Laut Emanuel List bezahlen Unternehmen, Branchen oder Industrien, in denen Frauen häufiger vertreten sind, schlechter. Zudem sei nicht auszuschließen, dass es reine Diskriminierung von Frauen gebe, die nicht durch Bildungscharakteristika oder ähnliche Ausprägungen erklärt werden. „Weiters ist der Child Penalty in Österreich verhältnismäßig hoch. Das bedeutet, ein Kind zu bekommen, wirkt sich auf das Erwerbsleben und das Einkommen von Frauen in Österreich sehr schlecht aus. Das führt mitunter zu Altersarmut und ökonomischer Abhängigkeit von Partnern“, erläutert List.

Eine Frau arbeitet im Büro und betreut ein Kind

Frauen nehmen oft die schlechter bezahlten Jobs an, weil es gesellschaftlich immer noch als ihre Aufgabe angesehen wird, sich um das Wohl des Kindes zu kümmern.


© Raimo Rudi Rumpler

Wer erledigt unbezahlte Arbeit?

Damit einher geht der Bereich der unbezahlten Arbeit. Die Frage lautet: wer erledigt diese in welchem Ausmaß? Alyssa Schneebaum weiß die Antwort: „Es ist nicht neu, dass Frauen zwei Drittel der unbezahlten Arbeit erledigen. Männer beschäftigen sich beispielsweise mehr mit Kindern, wenn sie größer werden. Da geht es dann eher ums Spielen, als um das Zuhause bleiben, wenn das Kind krank ist. Eine Untersuchung der Arbeiterkammer stellte fest, dass überproportional viele Männer während der Sommermonate in Elternkarenz gehen.“ Auch während der Covid-19-Pandemie haben Frauen viel mehr unbezahlte Arbeit geleistet. Frauen sind aus dem Arbeitsmarkt ausgestiegen, damit sie sich um Kinderbetreuung, wie Home Schooling, kümmern.

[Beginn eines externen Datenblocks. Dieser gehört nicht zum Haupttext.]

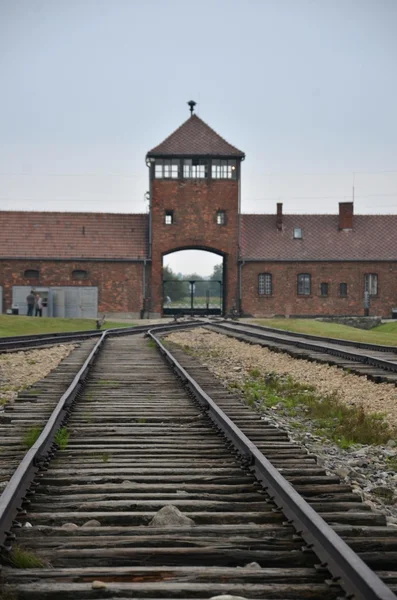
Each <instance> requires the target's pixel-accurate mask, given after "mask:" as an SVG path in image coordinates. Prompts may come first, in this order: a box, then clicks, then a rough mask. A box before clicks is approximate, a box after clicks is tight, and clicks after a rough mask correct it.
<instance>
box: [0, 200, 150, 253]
mask: <svg viewBox="0 0 397 600" xmlns="http://www.w3.org/2000/svg"><path fill="white" fill-rule="evenodd" d="M147 227H148V217H147V215H144V214H137V215H130V214H108V213H66V212H14V211H4V212H0V257H1V258H5V257H7V258H22V257H27V258H29V259H34V258H48V259H51V258H76V259H79V258H107V259H117V258H122V259H131V258H144V257H145V256H147Z"/></svg>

Für den Staat ist es eine Gratwanderung, wenn er sich um mehr Gerechtigkeit in der Rollenverteilung einsetzt, ohne sich zu sehr ins familiäre Privatleben der Bürger*innen einzumischen. Das erwähnte Transparenzgesetz gibt Anlass zur Hoffnung. Der Gender Pay Gap hat viel mit sozialen Normen zu tun: Welche Rolle wird Frauen, welche Rolle Männern im Leben zugeschrieben? Frauen nehmen deshalb oft die schlechter bezahlten Jobs an, weil es gesellschaftlich immer noch als ihre Aufgabe angesehen wird, sich um das Wohl des Kindes zu kümmern. Männer wiederum verbringen den Großteil ihres Lebens mit bezahlter Arbeit, weil das die „angestammte“ Rolle für sie ist. Diese Normen ändern sich nur langsam. „Es ist aber der Hebel, wo wir ansetzen müssen. Mehr Frauen sollten häufiger in mathematisch-technischen Berufen und Männer verstärkt auch als Kindergartenpädagogen arbeiten“, ist WU Forscherin Schneebaum überzeugt.